That was the democrat's plan all along.

Pay people more to not work and then get them hooked on it, so they have a pool of voters come election day.

Sorry NotSorry
Mon, 07/20/2020 - 2:46pm

The Michigan UIA and employers that need employees are lazy. If there's work available, you're supposed to take a job. Clearly, the employers and UIA are not following up on this. It's not rocket science.

Sorry NotSorry
Mon, 07/20/2020 - 2:48pm

It was not a democrat's plan. It was the GOP who decided it was a good idea to pay the unemployed WAY more than the usual amount they should have collected.

Peter
Thu, 06/18/2020 - 3:00pm

Problem: It’s hard to find workers when they can make more doing something else.

It really seems like there is an obvious solution here.

WestSide
Thu, 06/18/2020 - 4:28pm

Let's not feel too sorry for employers who don't pay a liveable wage with benefits. How else can working families negotiate in an economy designed to push profits to those at the top while the rest of us struggle to get by. Michigan workers really haven't seen meaningful wage growth in decades, and we're treated to this predictable reporting by Gardner, sympathetic to the chamber of commerce, but no so much with Michigan workers.

Rick
Fri, 06/19/2020 - 12:43pm

Yes, Paula always had the side of business when she wrote for the AANews. I saw her by-line on this and the title gave it all away. Sad that the Bridge had to allow her to continue this kind of slanted stuff. What's next? A story about the success of Amway and how much it's done for its 'distributors'?

Rob Pollard
Fri, 06/19/2020 - 5:11pm

I'm not as negative on Paula as you are, but I see your point. Bridge (which I donated to) is starting to become Detroit News-esque and that's not what I'm paying for. If Nolan Finley or Ingrid Jacques make their way over, I'm out.

It's fine to point out that this higher unemployment "bonus" has made it harder to fill certain jobs; I think it's dishonest when some Dems deny that this is happening in certain cases.

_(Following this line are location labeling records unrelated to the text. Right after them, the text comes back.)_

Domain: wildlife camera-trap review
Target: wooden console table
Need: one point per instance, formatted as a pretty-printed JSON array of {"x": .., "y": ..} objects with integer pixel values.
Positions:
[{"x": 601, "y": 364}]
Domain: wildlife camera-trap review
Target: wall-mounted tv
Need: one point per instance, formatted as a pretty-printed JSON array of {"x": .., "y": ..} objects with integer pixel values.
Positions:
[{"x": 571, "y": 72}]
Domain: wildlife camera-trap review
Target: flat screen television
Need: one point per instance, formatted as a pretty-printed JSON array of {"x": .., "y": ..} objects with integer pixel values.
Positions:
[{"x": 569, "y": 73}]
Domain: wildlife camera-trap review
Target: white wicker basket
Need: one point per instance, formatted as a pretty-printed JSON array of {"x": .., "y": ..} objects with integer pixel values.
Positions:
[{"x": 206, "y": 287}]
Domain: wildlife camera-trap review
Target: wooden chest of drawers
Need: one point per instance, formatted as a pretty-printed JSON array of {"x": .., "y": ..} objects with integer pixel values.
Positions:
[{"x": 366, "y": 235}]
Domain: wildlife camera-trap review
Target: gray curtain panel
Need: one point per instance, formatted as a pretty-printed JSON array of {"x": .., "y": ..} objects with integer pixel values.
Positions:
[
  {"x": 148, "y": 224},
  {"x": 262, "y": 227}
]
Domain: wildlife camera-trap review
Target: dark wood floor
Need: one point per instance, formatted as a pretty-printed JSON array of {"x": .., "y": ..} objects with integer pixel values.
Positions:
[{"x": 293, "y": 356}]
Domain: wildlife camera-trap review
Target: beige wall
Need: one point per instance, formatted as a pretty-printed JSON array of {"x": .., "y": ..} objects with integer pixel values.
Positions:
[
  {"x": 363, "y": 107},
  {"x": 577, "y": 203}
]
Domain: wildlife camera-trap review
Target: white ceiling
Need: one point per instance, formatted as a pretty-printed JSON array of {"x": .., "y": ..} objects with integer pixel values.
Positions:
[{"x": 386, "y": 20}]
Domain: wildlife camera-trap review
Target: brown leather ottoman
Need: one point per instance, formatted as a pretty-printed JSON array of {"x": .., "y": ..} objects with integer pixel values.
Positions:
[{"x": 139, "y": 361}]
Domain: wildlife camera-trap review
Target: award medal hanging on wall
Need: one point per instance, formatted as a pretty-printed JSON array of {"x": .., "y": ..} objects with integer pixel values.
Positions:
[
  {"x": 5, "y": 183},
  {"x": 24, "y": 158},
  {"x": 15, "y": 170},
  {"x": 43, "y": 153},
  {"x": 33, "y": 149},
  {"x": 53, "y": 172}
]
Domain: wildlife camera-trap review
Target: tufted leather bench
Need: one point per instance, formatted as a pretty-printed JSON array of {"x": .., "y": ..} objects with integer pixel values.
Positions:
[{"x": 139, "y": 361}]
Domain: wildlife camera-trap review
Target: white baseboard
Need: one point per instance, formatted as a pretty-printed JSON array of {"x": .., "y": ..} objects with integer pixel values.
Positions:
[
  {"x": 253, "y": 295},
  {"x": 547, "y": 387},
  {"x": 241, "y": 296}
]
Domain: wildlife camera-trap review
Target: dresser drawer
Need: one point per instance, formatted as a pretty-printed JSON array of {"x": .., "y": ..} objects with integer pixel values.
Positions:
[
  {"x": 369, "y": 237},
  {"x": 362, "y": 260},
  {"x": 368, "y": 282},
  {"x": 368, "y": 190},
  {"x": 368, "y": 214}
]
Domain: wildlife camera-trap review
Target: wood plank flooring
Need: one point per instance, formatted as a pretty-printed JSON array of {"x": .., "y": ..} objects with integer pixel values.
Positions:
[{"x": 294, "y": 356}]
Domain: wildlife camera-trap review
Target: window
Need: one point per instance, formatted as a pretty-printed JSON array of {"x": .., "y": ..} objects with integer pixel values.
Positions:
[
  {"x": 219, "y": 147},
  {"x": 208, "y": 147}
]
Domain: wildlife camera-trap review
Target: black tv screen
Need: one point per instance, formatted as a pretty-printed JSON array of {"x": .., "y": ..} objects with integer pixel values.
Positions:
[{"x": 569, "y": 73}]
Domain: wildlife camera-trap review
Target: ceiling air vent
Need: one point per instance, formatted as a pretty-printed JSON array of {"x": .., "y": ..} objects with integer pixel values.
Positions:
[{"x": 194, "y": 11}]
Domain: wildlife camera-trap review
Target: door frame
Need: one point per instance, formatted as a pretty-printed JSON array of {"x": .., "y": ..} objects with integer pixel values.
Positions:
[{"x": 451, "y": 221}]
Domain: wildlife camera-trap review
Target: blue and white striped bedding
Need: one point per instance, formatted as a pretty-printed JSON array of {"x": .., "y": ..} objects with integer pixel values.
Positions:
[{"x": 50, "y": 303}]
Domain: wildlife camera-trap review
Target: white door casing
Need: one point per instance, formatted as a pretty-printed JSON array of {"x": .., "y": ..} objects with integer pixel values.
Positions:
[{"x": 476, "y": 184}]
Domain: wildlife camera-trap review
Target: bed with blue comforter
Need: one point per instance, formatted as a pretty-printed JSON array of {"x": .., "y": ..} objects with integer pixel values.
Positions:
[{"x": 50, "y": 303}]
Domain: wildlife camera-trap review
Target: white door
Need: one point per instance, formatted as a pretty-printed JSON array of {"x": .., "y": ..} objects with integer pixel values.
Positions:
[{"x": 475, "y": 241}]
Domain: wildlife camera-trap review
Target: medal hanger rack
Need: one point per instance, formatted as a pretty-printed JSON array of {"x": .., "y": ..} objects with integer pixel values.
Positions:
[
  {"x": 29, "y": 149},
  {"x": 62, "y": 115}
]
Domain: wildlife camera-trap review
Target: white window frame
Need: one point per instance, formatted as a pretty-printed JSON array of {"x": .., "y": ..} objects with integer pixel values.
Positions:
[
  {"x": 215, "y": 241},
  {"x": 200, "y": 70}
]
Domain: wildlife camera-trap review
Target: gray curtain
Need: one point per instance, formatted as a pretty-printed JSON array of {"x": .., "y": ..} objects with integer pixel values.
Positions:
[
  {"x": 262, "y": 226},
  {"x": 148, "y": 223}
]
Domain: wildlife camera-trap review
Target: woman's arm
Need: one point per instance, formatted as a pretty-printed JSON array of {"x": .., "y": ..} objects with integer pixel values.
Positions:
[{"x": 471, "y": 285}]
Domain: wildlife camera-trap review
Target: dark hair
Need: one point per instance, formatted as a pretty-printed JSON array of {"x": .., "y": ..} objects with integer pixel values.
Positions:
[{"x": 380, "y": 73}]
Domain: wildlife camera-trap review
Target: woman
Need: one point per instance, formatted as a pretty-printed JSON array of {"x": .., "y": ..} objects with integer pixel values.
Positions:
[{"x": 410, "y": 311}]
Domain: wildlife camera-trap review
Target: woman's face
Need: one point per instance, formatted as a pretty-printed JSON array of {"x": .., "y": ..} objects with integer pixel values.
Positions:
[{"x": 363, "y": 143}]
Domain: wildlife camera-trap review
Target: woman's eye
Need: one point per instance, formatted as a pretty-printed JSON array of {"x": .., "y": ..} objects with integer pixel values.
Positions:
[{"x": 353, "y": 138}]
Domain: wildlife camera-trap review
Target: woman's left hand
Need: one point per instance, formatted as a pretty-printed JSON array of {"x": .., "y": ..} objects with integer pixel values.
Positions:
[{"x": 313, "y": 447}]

But as you noted, the bigger issue is Paula et al need to prod these respondents: why don't you pay more?

The PPP loan program (which become grant, i.e., free money, if certain now relaxed terms are met) is for money to be spent on employees and there is still $100 billion available. Why not take out a loan/grant and pay your employees $5/hr more through the end of the summer as "hazard pay"? Most of that salary will be forgiven, the employee gets more money, and the employee has a job that the business person needs filled.

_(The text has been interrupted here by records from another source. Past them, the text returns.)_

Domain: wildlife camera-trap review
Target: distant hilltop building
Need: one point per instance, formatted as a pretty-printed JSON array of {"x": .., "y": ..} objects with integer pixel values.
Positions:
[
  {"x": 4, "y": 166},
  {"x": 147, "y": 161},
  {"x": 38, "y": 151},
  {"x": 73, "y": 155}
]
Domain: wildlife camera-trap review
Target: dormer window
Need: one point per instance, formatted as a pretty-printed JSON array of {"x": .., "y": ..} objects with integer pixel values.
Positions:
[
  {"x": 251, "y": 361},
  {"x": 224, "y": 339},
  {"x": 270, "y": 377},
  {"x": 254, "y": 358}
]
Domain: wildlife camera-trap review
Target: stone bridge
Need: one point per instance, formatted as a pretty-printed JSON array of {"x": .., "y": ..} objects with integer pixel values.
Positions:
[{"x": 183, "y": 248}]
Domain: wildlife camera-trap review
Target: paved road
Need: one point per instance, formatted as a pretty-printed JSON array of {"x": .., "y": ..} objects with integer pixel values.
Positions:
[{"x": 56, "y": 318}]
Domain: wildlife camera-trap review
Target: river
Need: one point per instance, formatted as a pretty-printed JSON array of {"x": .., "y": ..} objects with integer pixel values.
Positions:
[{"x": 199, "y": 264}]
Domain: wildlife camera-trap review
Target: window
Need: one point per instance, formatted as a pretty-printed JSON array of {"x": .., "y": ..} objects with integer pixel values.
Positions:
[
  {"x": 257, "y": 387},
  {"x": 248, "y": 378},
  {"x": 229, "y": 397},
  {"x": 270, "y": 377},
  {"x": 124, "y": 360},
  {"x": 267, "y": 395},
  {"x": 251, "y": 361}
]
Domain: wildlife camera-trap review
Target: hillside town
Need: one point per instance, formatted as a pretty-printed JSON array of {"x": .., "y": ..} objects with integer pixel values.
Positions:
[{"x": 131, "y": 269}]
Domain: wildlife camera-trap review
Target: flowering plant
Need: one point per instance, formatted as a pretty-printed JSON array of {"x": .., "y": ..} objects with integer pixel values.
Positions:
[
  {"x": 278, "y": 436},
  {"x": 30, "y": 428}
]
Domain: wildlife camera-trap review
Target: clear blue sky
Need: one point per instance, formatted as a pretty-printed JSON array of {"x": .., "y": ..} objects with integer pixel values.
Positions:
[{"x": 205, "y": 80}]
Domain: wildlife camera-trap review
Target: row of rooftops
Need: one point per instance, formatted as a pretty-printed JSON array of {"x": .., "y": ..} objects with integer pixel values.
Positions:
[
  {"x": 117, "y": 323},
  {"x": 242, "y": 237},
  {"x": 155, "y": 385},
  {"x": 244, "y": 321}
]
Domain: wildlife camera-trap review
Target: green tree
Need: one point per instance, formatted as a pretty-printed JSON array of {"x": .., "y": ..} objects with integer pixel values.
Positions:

Be a little creative. It's a pandemic.

Tim Dolan
Sat, 06/20/2020 - 8:58am

I think the problem isn't just money. It's tangible benefits. Nobody wants to make $18 an hour with no PTO, no health options, and no retirement contributions. Even the idea of just raising pay until the end of the summer to incentivize workers to come back is a terrible idea. If you can afford to pay them more now, you can afford to keep paying them at yes a slight hit to your profit. People need to realize that your time is worth money, and regardless of the job you do your time is always going to likey be worth more than you're being paid. That being said, there is nothing wrong with seeking fair compensation for your time, certainly when health of your family is a major concern and going out during the pandemic is giving people anxiety. Take care of your employees, treat them like family and stop treating them like commodities.

Joseph j hebel
Sat, 06/20/2020 - 10:28am

Exactly! It's always the poor and underpaids fault!, while the rich CEO's and bribed polititions run to the bank.
For some of these people it's the first time in there life they were making a decent wage!

middle of the mit
Thu, 06/18/2020 - 7:42pm

Conservatives need to figure out what is happening. Is the country opening up and unemployment going down, or are workers not going back to work when called upon because workers control their unemployment insurance?

And then they have the ever so fraught upon not getting my unemployment check.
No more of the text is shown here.